So my question is this: Is there any fundamental (and preferably simple) argument that makes decay of massless particles implausible? I don't think it can be proved completely impossible, because Fiore offers field theories that are counterexamples, such as quantum gravity with a positive cosmological constant.
References:
- Fiore and Modanese, "General properties of the decay amplitudes for massless particles," 1996, http://arxiv.org/abs/hep-th/9508018.
Best Answer
I agree with qftme's answer for the case of massive decay products. By energy conservation alone, $\gamma \rightarrow e^+e^-$ should be allowed, but momentum conservation forbids it (as well as the opposite case, $e^+e^-$ annihilation). It is only allowed if you have some other particle involved to take care of the photon momentum.

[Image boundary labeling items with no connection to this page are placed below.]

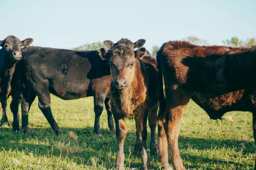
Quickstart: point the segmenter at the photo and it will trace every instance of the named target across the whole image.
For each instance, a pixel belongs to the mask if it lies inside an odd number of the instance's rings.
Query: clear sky
[[[193,35],[211,45],[256,37],[256,1],[0,0],[0,40],[70,49],[122,38],[146,39],[150,50]]]

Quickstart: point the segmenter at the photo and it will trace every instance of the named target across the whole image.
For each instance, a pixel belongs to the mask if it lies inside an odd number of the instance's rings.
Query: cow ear
[[[104,41],[103,43],[109,49],[111,49],[112,47],[114,47],[115,45],[114,43],[110,41],[110,40],[106,40]]]
[[[99,55],[100,56],[102,60],[109,60],[109,55],[108,55],[109,51],[104,48],[101,48],[99,52]]]
[[[0,46],[2,47],[4,47],[4,43],[3,43],[3,41],[1,41],[1,40],[0,40]]]
[[[134,48],[138,48],[142,47],[146,42],[146,40],[144,39],[140,39],[134,43]]]
[[[145,47],[140,47],[138,50],[134,51],[135,58],[142,58],[146,54],[146,48]]]
[[[26,47],[29,47],[30,44],[33,42],[34,39],[33,38],[26,38],[22,41],[22,45],[25,46]]]

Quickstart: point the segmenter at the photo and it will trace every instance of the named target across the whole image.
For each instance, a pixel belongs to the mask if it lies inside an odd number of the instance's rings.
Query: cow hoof
[[[29,130],[28,130],[27,131],[26,131],[26,132],[25,131],[24,131],[24,133],[26,135],[30,135],[30,131]]]
[[[8,127],[9,126],[8,124],[8,122],[6,121],[5,122],[2,122],[2,126],[1,127]]]
[[[134,156],[138,155],[140,155],[141,150],[138,149],[134,149],[133,150],[133,154]]]
[[[116,170],[124,170],[124,166],[117,165],[115,167]]]
[[[12,134],[14,135],[16,134],[18,134],[18,135],[20,135],[20,134],[21,134],[21,131],[13,131]]]
[[[110,130],[110,132],[113,133],[113,134],[115,133],[115,129],[111,129]]]
[[[158,155],[158,147],[156,143],[150,143],[150,150],[151,155],[155,156],[157,156]]]

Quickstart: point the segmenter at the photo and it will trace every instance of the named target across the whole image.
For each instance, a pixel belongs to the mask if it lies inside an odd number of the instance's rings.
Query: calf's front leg
[[[146,141],[147,137],[147,120],[148,112],[144,115],[135,115],[136,123],[136,135],[139,139],[141,146],[141,161],[145,170],[151,169],[149,155],[147,151]]]
[[[124,153],[124,141],[126,137],[127,131],[124,121],[124,117],[114,115],[115,122],[116,135],[117,140],[118,149],[115,159],[115,167],[117,170],[124,169],[125,154]]]

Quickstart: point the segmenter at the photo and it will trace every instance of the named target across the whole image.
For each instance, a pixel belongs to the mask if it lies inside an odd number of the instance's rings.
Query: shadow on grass
[[[59,141],[66,143],[68,143],[69,141],[70,143],[67,132],[72,131],[77,135],[76,142],[73,140],[74,145],[76,146],[77,142],[79,147],[83,151],[74,154],[63,153],[61,156],[67,156],[69,159],[76,157],[77,161],[76,162],[77,164],[86,163],[87,165],[90,166],[93,166],[93,162],[95,161],[94,160],[97,159],[98,160],[98,163],[104,164],[108,169],[113,168],[114,164],[115,154],[117,151],[117,142],[114,134],[109,132],[108,129],[101,129],[103,135],[101,138],[99,138],[94,134],[93,128],[91,127],[87,126],[83,129],[69,128],[61,129],[63,134],[57,135],[50,128],[30,128],[31,134],[29,135],[24,134],[22,132],[20,135],[13,135],[11,128],[1,128],[0,151],[17,150],[28,155],[32,153],[38,155],[47,157],[60,157],[60,153],[58,148],[57,143]],[[149,148],[149,135],[148,134],[147,141],[148,149]],[[133,156],[132,155],[135,139],[135,132],[128,132],[124,146],[125,163],[128,166],[130,163],[131,167],[140,167],[141,168],[142,164],[140,161],[140,155]],[[238,141],[234,139],[225,140],[213,138],[205,139],[180,136],[179,143],[179,147],[180,149],[191,148],[193,149],[204,150],[214,149],[215,147],[217,149],[225,148],[234,149],[236,152],[239,152],[243,148],[243,154],[247,153],[254,154],[255,153],[254,143],[252,141]],[[240,145],[241,144],[242,144]],[[149,153],[150,153],[149,151]],[[132,155],[130,156],[131,159],[132,159],[131,161],[130,159],[128,159],[131,153]],[[200,168],[200,165],[199,165],[211,163],[216,163],[217,166],[219,164],[220,165],[220,166],[227,166],[227,161],[217,159],[212,159],[186,153],[182,153],[181,156],[184,162],[190,162],[190,168]],[[158,160],[157,157],[153,157],[150,156],[150,158],[151,161],[153,159],[155,162]],[[170,163],[171,161],[170,157],[169,159]],[[134,160],[136,161],[133,162],[133,160]],[[234,164],[236,167],[244,166],[243,164],[232,161],[229,162],[229,164]],[[190,164],[191,163],[192,164]],[[155,163],[153,167],[154,169],[158,168],[156,166]],[[216,168],[208,167],[207,169],[213,170]]]

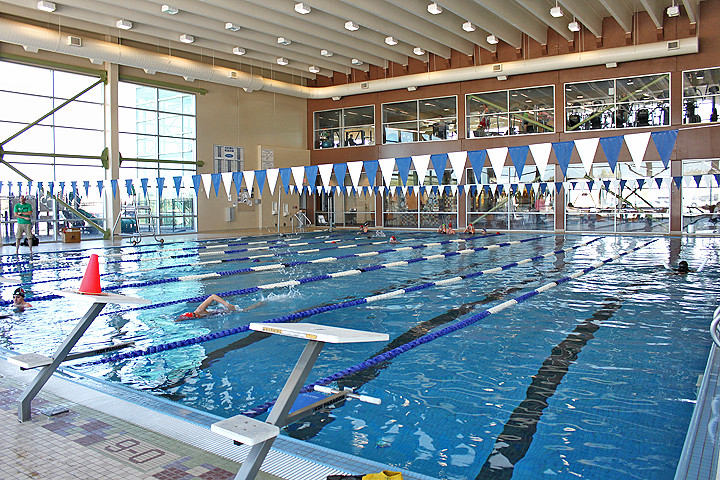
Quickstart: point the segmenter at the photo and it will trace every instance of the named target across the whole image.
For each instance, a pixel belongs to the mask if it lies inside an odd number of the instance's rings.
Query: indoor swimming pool
[[[89,253],[104,289],[152,304],[108,305],[79,349],[134,346],[73,368],[263,419],[305,342],[244,326],[387,333],[328,344],[308,379],[381,405],[349,401],[283,434],[451,480],[673,478],[720,293],[720,240],[699,237],[340,231],[3,255],[34,308],[11,312],[3,286],[0,347],[53,352],[87,305],[52,291],[77,288]],[[695,271],[673,274],[680,260]],[[178,321],[211,293],[245,311]]]

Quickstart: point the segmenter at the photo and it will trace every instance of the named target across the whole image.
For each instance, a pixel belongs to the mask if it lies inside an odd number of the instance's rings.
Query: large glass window
[[[720,68],[683,72],[683,123],[718,121]]]
[[[315,148],[375,144],[375,107],[341,108],[314,114]]]
[[[555,87],[473,93],[465,97],[467,138],[555,131]]]
[[[383,143],[457,140],[457,97],[427,98],[382,106]]]
[[[30,126],[88,88],[77,99]],[[100,235],[67,205],[104,226],[104,207],[96,185],[97,180],[105,178],[105,171],[98,158],[84,158],[99,157],[105,148],[104,95],[99,76],[0,61],[0,141],[19,133],[3,144],[4,160],[33,181],[28,200],[36,216],[34,234],[41,239],[58,240],[58,231],[63,227],[81,227],[85,238]],[[2,237],[14,242],[11,209],[20,193],[28,193],[28,182],[5,165],[0,165],[0,181],[4,183],[0,191]],[[77,182],[74,190],[73,181]],[[85,181],[92,185],[87,192]],[[22,182],[22,192],[17,182]],[[35,195],[38,182],[43,182],[46,194]],[[49,196],[48,182],[53,182],[53,193],[64,204]]]
[[[670,74],[565,84],[565,131],[670,125]]]
[[[120,152],[126,159],[120,178],[172,178],[196,172],[195,95],[120,82],[118,85]],[[121,186],[124,182],[120,182]],[[125,192],[124,189],[120,189]],[[175,195],[172,183],[162,198],[156,188],[125,199],[125,215],[137,213],[138,227],[149,233],[195,230],[191,189]],[[124,232],[131,233],[131,232]]]

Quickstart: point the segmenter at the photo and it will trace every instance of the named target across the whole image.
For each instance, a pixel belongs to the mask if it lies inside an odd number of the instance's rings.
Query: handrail
[[[715,342],[715,345],[720,348],[720,338],[718,337],[717,331],[718,324],[720,324],[720,307],[715,309],[715,313],[713,313],[713,321],[710,322],[710,336],[712,337],[713,342]]]

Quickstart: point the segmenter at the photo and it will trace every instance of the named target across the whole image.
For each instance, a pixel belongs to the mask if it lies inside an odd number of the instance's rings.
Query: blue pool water
[[[447,240],[433,234],[396,232],[400,245],[364,245],[297,253],[312,247],[368,243],[335,233],[336,244],[280,246],[225,257],[158,258],[108,264],[103,285],[236,270],[277,262],[371,252]],[[228,298],[244,313],[176,322],[197,302],[105,315],[82,342],[134,339],[146,348],[262,322],[292,312],[386,293],[426,282],[507,265],[588,242],[597,236],[502,235],[468,242],[468,247],[508,240],[527,242],[419,261],[295,287]],[[307,241],[329,240],[303,237]],[[565,254],[481,275],[455,284],[410,292],[387,300],[317,314],[303,321],[387,333],[385,344],[327,345],[309,382],[411,342],[428,332],[477,315],[505,300],[566,277],[598,260],[647,242],[607,237]],[[382,239],[380,239],[382,241]],[[179,246],[193,246],[188,242]],[[165,254],[192,252],[163,247]],[[243,248],[243,247],[233,247]],[[153,303],[300,279],[456,250],[455,244],[388,252],[376,256],[301,264],[221,278],[124,288],[122,293]],[[123,249],[133,260],[135,249]],[[148,247],[140,250],[149,250]],[[158,250],[160,254],[163,249]],[[357,387],[382,399],[375,406],[348,402],[318,414],[285,434],[389,465],[444,479],[669,479],[687,431],[698,376],[710,349],[708,325],[717,303],[715,238],[657,239],[599,267],[477,323],[408,350],[335,385]],[[108,253],[117,250],[108,250]],[[276,254],[260,261],[158,269],[215,258]],[[48,254],[48,258],[51,255]],[[3,257],[8,261],[10,257]],[[113,257],[115,258],[115,257]],[[700,272],[670,275],[664,264],[685,259]],[[37,263],[36,263],[37,265]],[[82,263],[57,258],[68,269],[26,271],[34,295],[77,287]],[[6,267],[3,275],[12,268]],[[10,292],[3,293],[7,300]],[[258,302],[261,302],[258,306]],[[0,346],[51,353],[86,306],[66,300],[38,301],[22,316],[0,320]],[[115,307],[107,307],[112,311]],[[304,342],[242,333],[100,365],[76,368],[222,416],[236,415],[274,399]],[[262,418],[262,417],[261,417]]]

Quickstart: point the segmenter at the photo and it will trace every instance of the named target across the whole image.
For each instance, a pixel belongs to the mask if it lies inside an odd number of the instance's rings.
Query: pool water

In case of a massless particle decaying into other massless particles, this only works if your particles have a self-interaction. As far as I know, you can only have this for Bosons. QED (photons) has no self interaction, and the weak bosons (W, Z) are massive, but this is well known to occur in QCD in form of $g \rightarrow gg$. In fact, gluons are more likely to interact at lower energies, than at highest energies where QCD is asymptotically free - that means the interaction is well-behaved and weak, and we can use perturbation theory. At low energies, gluons just keep splitting and producing even lower energy quarks or gluons, until there are in a sense "infinitely many" of "infinitely low" energy. This is what is called infrared divergence. It may sound strange, but in practice all observable quantities remain finite, so there is nothing to worry about.
Your point number 5 is also applies here. The decay products are not only very low energetic, but tend to be very collinear (collinear divergence). This is the source of the famous "jets" that appear in high energy collider experiments.